TEATRO: UMA RELIGIÃO COM O HOMEM NO CENTRO


"Teatro é a palavra que se faz gente, ou, de outra forma, o verbo que se faz carne.

No princípio era o Medo e o Medo tomou conta do Homem inerme perante a fúria incontrolada dos elementos naturais. E foi, então, que nasceu Deus.

Invocando os favores e a proteção desse Deus-dos-trovões-raios-e-coriscos, o Homem inventou palavras “santas” e gestos rituais que lhe pareceram mais adequados ao momento e do agrado desse tal deus das fúrias. Nessa altura, e sem que de tal se desse conta, o Homem começava já a dar os seus primeiros passos na invenção o Teatro que só veio a acontecer quando o espetáculo da palavra e do ritmo balético dos gestos, em vez de se dirigir aos deuses, começou a dirigir-se aos outros homens.

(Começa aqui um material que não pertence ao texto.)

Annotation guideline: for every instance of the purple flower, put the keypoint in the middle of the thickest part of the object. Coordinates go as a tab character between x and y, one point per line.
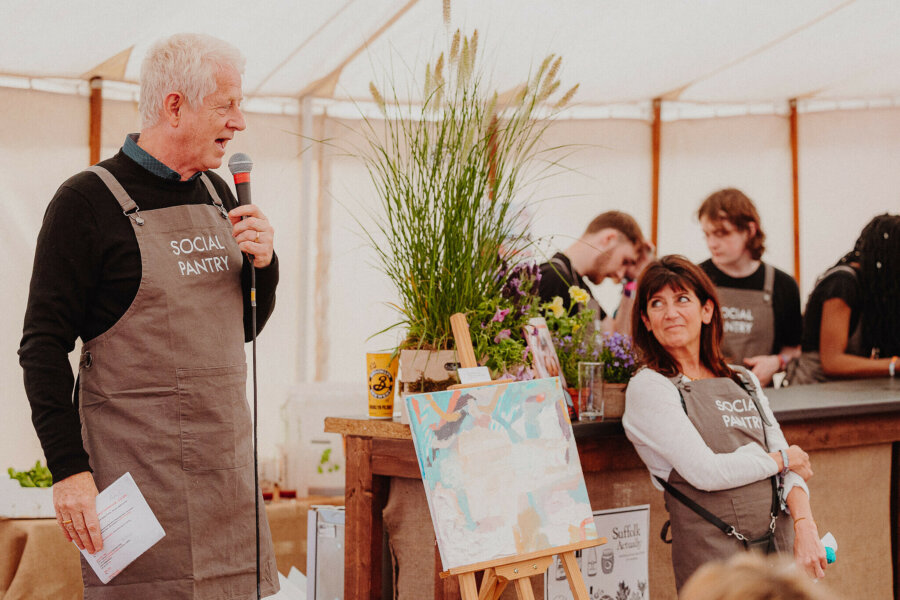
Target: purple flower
500	315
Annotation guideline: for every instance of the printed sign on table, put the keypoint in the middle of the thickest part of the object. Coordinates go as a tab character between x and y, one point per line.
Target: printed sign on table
619	569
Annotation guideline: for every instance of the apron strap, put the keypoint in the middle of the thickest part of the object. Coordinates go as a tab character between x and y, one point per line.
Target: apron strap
678	382
711	518
115	187
129	207
215	195
769	283
747	383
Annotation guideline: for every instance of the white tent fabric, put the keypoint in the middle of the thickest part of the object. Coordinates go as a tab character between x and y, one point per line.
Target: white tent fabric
696	55
620	52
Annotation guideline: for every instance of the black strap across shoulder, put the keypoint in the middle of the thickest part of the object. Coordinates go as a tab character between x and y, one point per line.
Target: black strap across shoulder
724	527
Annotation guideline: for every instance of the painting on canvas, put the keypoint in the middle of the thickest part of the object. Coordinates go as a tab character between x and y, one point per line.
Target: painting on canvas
501	470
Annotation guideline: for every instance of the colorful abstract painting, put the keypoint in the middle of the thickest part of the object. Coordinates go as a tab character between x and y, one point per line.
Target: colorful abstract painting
501	470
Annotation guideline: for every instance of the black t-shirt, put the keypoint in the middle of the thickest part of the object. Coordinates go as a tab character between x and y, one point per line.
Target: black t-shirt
87	270
556	281
842	284
785	300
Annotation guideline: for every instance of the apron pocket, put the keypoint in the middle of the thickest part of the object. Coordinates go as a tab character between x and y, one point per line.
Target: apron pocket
216	431
754	510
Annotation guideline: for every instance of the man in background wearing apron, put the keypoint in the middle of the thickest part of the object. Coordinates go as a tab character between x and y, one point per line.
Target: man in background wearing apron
141	258
760	304
611	246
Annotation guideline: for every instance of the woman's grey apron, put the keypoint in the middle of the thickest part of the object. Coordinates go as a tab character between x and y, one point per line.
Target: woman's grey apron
727	418
594	327
748	319
807	368
163	396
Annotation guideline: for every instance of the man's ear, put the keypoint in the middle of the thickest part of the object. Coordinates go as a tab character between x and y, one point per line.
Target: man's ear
751	230
173	104
607	238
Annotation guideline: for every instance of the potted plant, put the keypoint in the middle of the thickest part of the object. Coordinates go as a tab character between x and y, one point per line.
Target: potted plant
446	175
497	324
568	328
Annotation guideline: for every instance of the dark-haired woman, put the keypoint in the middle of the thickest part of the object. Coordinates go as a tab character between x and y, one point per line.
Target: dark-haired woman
852	323
706	432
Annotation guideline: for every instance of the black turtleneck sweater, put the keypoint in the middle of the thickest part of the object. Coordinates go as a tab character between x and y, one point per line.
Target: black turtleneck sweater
87	270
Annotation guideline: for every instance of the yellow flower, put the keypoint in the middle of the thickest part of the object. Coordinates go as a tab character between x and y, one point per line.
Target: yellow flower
578	294
556	307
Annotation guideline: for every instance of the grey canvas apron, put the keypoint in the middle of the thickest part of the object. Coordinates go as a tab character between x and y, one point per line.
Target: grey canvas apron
749	320
575	279
727	418
162	395
807	368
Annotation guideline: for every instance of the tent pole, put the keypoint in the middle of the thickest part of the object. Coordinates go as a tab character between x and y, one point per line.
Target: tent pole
796	187
657	131
95	118
305	229
323	251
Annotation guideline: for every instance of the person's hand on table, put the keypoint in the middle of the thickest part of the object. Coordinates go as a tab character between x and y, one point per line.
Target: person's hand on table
253	233
809	552
75	501
764	366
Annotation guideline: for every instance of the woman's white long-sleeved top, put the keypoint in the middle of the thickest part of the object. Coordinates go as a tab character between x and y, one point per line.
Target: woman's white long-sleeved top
666	439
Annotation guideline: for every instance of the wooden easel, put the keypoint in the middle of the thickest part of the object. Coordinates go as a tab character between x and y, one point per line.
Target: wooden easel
518	568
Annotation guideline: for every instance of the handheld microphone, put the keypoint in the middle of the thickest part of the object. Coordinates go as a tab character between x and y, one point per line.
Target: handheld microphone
240	166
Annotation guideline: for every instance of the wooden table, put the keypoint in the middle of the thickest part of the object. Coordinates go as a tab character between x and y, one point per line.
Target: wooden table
851	430
36	563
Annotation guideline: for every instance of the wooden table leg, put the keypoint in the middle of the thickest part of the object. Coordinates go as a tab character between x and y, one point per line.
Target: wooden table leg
444	588
467	586
573	574
366	496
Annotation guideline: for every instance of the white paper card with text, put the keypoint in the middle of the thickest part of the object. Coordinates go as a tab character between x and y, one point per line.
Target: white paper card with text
128	527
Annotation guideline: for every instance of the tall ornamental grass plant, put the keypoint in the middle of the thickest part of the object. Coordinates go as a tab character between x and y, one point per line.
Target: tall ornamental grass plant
447	175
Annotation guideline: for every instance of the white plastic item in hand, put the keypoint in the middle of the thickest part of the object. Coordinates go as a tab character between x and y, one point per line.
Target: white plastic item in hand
830	547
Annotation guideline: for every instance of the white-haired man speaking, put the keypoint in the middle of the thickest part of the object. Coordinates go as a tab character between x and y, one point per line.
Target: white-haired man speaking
144	257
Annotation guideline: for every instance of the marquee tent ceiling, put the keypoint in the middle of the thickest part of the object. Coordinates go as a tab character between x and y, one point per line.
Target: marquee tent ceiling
621	52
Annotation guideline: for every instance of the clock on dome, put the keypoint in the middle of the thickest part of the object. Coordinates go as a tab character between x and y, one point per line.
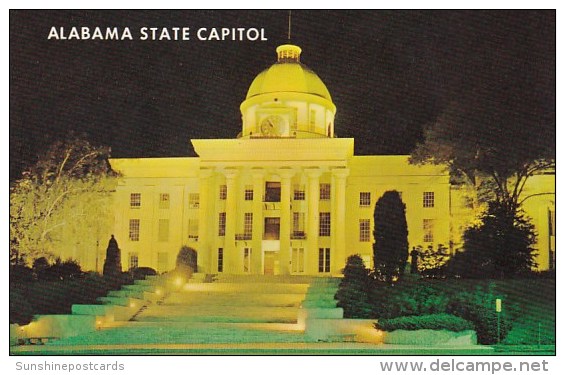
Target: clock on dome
274	126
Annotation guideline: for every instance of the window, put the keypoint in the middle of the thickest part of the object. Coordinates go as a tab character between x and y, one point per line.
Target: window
220	260
133	260
365	199
272	228
248	225
135	200
298	226
325	191
312	120
551	222
164	200
299	193
428	226
193	228
248	193
325	224
223	192
222	224
324	260
428	199
273	192
247	260
163	234
297	260
193	200
134	229
364	230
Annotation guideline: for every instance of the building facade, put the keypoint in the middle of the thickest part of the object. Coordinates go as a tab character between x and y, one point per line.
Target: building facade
284	197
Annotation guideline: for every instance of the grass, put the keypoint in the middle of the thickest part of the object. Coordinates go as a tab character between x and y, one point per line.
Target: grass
530	303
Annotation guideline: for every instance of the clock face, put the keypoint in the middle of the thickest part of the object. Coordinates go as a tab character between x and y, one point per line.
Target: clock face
272	125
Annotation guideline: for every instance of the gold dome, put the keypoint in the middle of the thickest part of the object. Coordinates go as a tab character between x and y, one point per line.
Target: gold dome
288	75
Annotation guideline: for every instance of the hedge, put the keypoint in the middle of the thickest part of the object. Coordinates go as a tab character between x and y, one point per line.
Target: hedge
433	321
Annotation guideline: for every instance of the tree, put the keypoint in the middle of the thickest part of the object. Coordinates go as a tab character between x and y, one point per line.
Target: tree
502	245
390	249
186	263
61	204
113	262
493	138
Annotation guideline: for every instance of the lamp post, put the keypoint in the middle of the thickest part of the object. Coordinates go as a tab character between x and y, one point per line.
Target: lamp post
498	311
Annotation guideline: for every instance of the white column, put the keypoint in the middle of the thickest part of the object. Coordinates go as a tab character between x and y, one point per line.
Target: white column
256	254
313	197
284	252
205	235
230	255
338	217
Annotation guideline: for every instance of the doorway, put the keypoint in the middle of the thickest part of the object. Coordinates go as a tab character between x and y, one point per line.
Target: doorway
270	263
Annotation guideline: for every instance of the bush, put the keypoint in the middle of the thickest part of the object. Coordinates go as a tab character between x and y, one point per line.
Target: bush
140	273
21	311
20	274
352	294
433	261
502	245
435	322
479	308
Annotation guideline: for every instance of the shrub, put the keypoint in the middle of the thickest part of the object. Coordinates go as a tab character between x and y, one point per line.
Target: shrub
479	308
352	294
435	322
433	261
140	273
21	311
403	299
390	249
502	245
20	273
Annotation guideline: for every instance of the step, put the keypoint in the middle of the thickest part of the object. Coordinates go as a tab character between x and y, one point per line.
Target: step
283	288
126	293
231	299
219	314
264	279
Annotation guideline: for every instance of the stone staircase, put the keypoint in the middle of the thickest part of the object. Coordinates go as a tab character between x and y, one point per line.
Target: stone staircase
229	309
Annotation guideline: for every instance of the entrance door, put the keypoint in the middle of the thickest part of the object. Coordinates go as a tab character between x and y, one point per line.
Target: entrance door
269	262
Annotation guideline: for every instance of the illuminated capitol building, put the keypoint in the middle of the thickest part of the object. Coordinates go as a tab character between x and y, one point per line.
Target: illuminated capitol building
286	196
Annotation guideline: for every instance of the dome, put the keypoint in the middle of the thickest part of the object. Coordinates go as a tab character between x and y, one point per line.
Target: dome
289	75
287	100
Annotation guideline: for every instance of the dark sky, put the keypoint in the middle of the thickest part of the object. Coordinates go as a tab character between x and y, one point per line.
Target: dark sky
389	72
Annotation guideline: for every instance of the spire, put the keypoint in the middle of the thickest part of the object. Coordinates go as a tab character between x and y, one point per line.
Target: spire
289	23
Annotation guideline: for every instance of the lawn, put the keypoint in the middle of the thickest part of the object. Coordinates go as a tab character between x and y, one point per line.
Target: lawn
529	303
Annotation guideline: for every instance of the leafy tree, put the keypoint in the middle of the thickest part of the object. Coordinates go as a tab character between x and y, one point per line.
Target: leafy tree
61	204
353	291
187	261
433	261
390	249
502	245
113	262
478	307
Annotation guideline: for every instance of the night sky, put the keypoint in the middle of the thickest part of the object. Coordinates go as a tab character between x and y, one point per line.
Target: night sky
390	73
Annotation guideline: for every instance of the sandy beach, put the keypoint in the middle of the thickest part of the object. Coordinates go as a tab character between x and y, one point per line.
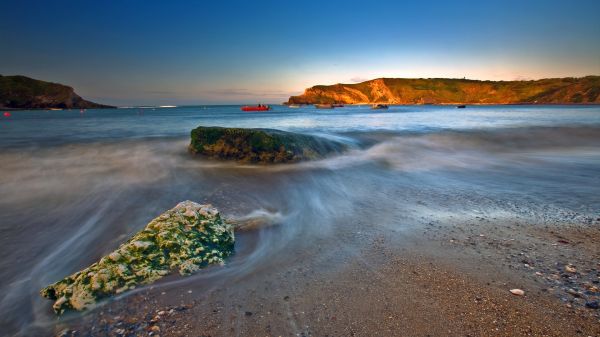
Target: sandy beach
444	281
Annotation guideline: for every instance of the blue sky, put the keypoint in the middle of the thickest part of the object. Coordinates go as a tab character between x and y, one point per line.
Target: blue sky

Foi nesta primevo tempo que o Homem descobriu mais uma trincheira contra o tal Medo e, até, contra a prepotência dos próprios deuses.

E foi desta sorte que, reunidos no mistério do faz de conta, os homens foram “ardendo” na fogueira das suas paixões, ao mesmo tempo que se sentiam mais próximos e solidários uns com os outros, enfrentando tudo e, até, os próprios deuses.

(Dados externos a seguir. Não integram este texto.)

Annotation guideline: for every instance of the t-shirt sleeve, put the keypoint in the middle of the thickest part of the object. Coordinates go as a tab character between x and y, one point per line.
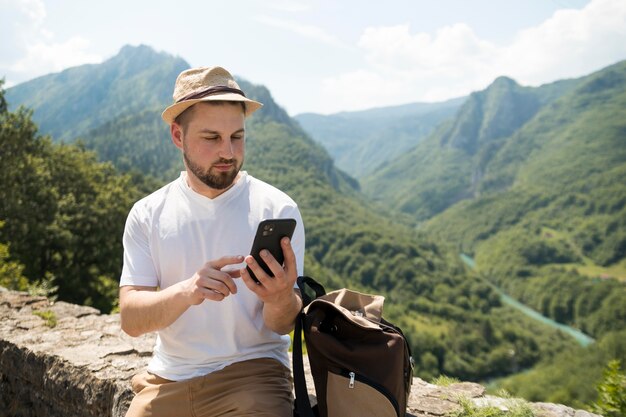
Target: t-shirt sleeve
138	266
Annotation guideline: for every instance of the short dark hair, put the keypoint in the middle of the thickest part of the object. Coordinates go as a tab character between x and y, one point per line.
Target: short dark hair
184	118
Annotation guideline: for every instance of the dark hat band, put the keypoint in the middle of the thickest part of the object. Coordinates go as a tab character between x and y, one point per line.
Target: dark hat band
211	91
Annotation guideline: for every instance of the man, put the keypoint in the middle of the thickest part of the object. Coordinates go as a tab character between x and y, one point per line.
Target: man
221	347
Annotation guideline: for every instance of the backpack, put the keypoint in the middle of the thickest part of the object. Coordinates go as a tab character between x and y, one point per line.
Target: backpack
361	364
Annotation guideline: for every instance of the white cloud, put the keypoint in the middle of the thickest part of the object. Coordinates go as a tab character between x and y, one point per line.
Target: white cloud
307	31
454	61
569	44
290	6
55	56
29	49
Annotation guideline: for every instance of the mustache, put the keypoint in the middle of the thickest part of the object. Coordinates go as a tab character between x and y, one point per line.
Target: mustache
225	161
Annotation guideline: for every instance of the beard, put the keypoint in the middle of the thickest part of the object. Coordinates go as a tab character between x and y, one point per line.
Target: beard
215	180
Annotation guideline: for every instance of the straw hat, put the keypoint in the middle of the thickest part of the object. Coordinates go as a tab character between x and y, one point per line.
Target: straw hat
205	84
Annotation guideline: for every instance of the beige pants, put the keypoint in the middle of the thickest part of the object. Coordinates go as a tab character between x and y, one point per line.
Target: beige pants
258	387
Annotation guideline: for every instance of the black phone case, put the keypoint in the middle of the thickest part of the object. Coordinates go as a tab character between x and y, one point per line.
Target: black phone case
268	236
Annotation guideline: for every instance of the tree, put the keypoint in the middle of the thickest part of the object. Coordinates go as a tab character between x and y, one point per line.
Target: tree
611	392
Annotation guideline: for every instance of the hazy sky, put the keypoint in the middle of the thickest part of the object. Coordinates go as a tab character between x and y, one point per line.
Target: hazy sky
327	56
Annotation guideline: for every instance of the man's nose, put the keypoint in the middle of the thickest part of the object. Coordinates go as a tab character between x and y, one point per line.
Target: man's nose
226	150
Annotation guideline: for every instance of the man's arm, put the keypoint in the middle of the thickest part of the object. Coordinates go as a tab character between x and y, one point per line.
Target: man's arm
144	310
281	303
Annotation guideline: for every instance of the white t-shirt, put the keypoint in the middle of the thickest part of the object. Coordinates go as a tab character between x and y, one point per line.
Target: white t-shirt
169	235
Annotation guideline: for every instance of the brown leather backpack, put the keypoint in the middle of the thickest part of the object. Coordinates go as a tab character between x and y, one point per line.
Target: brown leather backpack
361	364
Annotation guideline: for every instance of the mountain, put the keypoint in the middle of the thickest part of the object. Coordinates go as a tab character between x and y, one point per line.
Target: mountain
453	319
449	165
70	103
361	141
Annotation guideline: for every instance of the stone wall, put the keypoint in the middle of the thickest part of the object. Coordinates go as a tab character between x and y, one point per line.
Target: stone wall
81	366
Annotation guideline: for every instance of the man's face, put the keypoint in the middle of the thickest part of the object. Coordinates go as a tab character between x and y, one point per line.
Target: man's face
213	144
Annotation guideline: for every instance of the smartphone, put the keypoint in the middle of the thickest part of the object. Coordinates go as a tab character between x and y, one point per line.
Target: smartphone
268	236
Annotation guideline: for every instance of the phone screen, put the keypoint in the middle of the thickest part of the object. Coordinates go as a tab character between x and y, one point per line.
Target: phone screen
268	236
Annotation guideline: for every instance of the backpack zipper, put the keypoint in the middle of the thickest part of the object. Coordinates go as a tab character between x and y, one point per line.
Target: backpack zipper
353	377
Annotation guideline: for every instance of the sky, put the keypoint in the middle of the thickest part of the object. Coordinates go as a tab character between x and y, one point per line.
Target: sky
327	56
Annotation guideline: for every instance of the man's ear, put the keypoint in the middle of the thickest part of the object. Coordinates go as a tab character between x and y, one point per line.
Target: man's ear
176	131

A força do Teatro estava exatamente aí, na capacidade de, através do jogo cénico, transformar as palavras em gente viva e as coisas noutras coisas, tudo ali feito à vista do espetador, de tal forma que, muitas vezes, as coisas e pessoa inventadas tinham mais força que as coisas e pessoas invocadas.

É esta capacidade de transformar a realidade rasteira do dia-a-dia numa outra realidade superior mais verdadeira e universal que aproxima o Teatro do poema e faz do Teatro a vida em carne viva, recreada sobre as tábuas de um palco.

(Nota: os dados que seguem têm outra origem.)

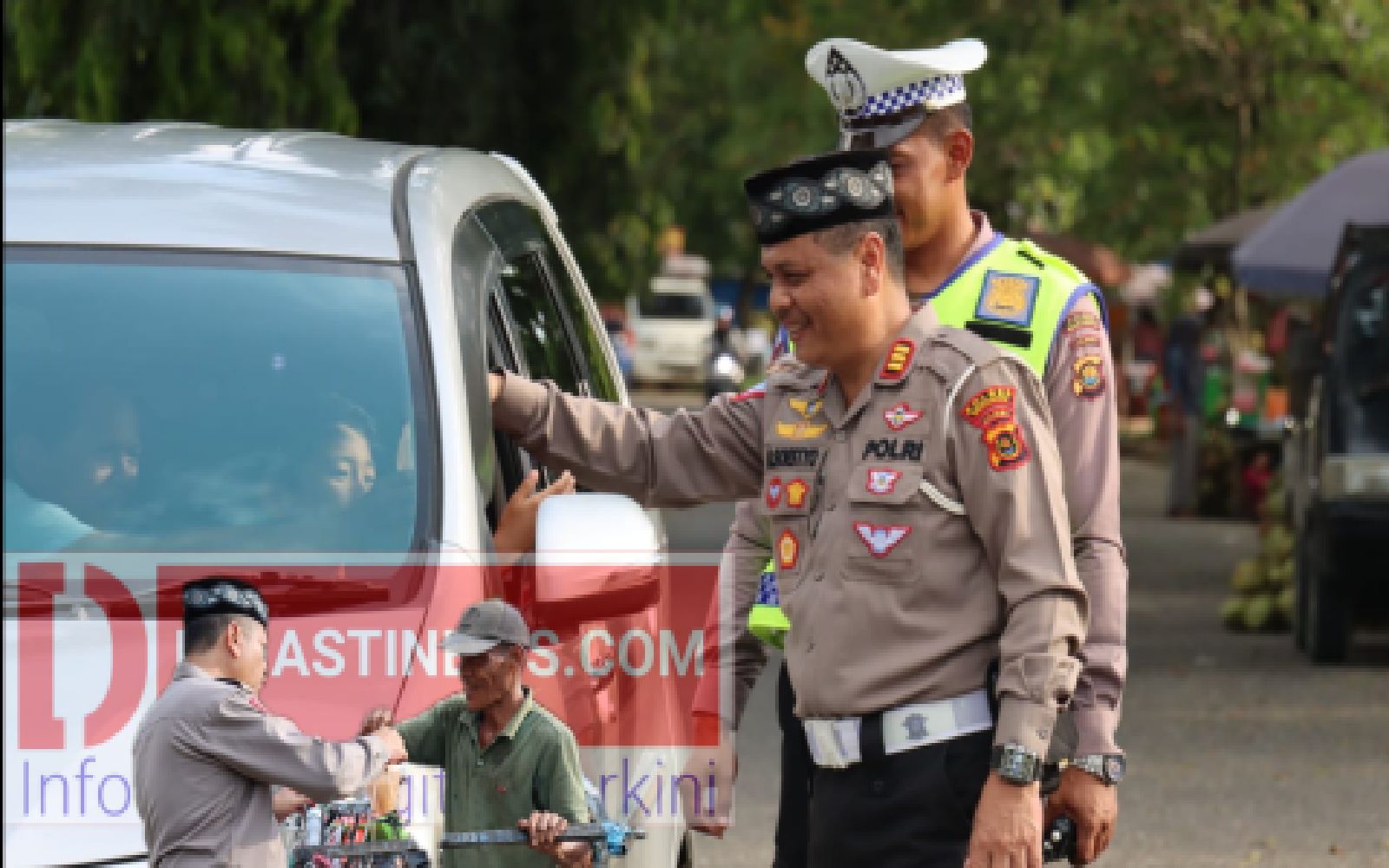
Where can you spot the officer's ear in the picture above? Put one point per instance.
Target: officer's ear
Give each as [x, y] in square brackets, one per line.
[872, 253]
[233, 636]
[958, 150]
[238, 635]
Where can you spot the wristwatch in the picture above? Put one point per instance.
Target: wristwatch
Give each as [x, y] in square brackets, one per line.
[1106, 767]
[1016, 764]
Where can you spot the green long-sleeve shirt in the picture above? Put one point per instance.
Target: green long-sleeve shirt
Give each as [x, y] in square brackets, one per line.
[534, 764]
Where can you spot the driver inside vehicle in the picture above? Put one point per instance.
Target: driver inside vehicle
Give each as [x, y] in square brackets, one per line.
[69, 465]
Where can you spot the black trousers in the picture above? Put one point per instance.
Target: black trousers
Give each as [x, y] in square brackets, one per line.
[798, 771]
[909, 810]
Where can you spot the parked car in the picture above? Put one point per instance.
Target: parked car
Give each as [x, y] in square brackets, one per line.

Enfrentando o Medo, o Teatro passou a ser o lugar e o tempo de combate onde a inteligência, a coragem e a paixão se superiorizavam a todos as violências opressoras, vindas elas donde viessem!

A partir daqui, o Teatro passou a ser uma arma de combate-defesa nas mão dos homens, tornando-se um inimigo do Poder anti-humano que só o suportava se ele se pusesse ao seu serviço.

Mas o Teatro não aceitou ser escravo e foi proibido, passando à clandestinidade das catacumbas, onde renasceu escondido sob a própria capa do opressor.

E foi uma demoníaca gargalhada e um descarado manguito contra a falsa fé nesse deus opressor que demonstraram estar o Teatro sempre vivo e escondido na alma do Homem livre. E eis o “milagre” e o mistério do seu renascimento nas curvas e contra curvas do tempo que se enrola!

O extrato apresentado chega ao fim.